It is already well known that Blockchain and cryptocurrency mining such as Bitcoin generates enormous energy consumption about which many expert voices have warned. But Bitcoin also produces another environmental impact that is not so well known, such as the generation of electronic waste.
A new study, titled “Bitcoin’s growing e-waste problem” (The Growing Bitcoin E-Waste Problem), and published this month in the magazine Resources, Conservation and Recycling, quantifies that the entire Bitcoin network already generates up to 30.7 kilotonnes of electronic waste per year. “This level is comparable to the waste of small computer equipment produced by a country like the Netherlands,” according to the authors of the article.
The study explains that these electronic waste are the result of the use of highly specialized machines for the Bitcoins mining process, which quickly become obsolete as miners “rush to develop and deploy more efficient mining hardware” in order to gain a competitive advantage over their competition.
The study authors quantify that, on average, the time it takes for a mining device to become unprofitable amounts to less than 1.3 years, after which it is useless, since they are designed for that specific function. Out of an estimated 2.9 million active machines weighing 39.75 kilotonnes in total, this results in those 30.7 kilotonnes of electronic waste per year.
«Electronic waste in general« represents a growing threat to our environmentfrom toxic chemicals and heavy metals that seep into soils, to air and water pollution caused by improper recycling », the authors explain.
In addition, they add that “With the maximum levels of Bitcoin prices observed in early 2021, the annual amount of electronic waste can grow beyond 64.4 kilotonnes in the medium term”. But even without this additional growth, the current amount of e-waste generation represents 272 grams per transaction processed on the blockchain. This is the same amount of weight as a half iPad or two iPhones 12 mini.
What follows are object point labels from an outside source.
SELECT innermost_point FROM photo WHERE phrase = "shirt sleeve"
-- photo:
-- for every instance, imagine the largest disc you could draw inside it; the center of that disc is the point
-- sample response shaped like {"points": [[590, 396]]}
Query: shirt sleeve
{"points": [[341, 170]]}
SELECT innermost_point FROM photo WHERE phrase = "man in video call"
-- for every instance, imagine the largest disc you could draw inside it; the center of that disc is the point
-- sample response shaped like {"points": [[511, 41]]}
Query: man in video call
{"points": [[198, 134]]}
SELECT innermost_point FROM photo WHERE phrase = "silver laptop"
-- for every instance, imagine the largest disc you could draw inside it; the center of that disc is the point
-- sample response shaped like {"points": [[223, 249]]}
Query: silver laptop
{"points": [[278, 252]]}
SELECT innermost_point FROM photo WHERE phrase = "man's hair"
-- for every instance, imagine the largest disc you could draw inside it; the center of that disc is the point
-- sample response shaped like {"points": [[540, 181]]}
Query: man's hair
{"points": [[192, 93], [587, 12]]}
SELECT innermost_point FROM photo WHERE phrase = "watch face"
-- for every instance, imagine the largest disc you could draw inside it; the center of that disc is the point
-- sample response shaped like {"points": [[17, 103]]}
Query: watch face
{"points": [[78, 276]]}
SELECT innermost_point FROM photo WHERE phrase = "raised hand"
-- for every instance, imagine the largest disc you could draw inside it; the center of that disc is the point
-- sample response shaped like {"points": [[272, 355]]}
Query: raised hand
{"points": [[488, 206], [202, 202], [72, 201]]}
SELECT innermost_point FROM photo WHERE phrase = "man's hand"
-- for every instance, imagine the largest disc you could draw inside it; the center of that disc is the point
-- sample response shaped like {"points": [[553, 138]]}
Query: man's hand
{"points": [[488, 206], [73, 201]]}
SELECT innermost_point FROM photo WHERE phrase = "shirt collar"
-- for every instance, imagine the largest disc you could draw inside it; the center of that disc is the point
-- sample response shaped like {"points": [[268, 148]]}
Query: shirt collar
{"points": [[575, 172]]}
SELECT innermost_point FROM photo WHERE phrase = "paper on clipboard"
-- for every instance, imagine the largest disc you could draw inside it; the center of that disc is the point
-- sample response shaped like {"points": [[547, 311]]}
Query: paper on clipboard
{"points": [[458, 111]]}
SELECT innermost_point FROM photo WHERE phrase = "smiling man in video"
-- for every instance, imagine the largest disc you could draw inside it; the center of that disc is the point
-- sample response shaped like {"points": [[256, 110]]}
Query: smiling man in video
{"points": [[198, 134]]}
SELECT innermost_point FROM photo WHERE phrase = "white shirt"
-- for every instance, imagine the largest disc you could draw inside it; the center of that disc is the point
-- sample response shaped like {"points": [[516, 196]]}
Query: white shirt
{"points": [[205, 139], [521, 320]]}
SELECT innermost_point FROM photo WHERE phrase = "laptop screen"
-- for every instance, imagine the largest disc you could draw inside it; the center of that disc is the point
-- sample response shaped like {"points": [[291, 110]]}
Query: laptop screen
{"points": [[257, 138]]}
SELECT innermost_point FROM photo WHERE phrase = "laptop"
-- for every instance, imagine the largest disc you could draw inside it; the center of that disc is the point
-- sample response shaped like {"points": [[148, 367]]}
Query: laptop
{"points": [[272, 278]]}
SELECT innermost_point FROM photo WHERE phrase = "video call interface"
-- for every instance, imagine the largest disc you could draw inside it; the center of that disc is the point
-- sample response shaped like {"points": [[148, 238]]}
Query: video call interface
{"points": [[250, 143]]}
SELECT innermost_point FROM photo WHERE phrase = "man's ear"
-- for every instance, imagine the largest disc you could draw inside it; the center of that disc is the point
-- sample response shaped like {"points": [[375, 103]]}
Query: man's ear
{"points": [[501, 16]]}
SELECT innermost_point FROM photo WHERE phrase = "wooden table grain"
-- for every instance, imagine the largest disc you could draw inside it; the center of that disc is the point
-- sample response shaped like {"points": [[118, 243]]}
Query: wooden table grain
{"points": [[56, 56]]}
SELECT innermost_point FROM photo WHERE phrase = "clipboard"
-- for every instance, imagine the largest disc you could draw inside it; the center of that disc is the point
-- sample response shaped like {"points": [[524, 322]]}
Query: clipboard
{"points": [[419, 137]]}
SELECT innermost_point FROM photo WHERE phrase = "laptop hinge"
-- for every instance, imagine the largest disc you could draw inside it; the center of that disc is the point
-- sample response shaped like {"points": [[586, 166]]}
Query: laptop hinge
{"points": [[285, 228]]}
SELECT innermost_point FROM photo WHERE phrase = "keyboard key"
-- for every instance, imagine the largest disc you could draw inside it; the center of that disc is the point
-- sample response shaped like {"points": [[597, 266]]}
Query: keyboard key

Finally, the study points out that the need to produce these machines “may disrupt semiconductor supply chains globally “amid” growing demand for mining hardware. “
The article concludes that the most desirable solution to reduce this production of electronic waste would be replace mining system (Proof-of-Work) in its entirety. Alternatives like Proof-of-Stake “They remove the incentive to participate in a computational arms race and only require a device with an Internet connection to participate”. By implementing this in Bitcoin, the network would address both the problem of energy consumption and the generation of e-waste.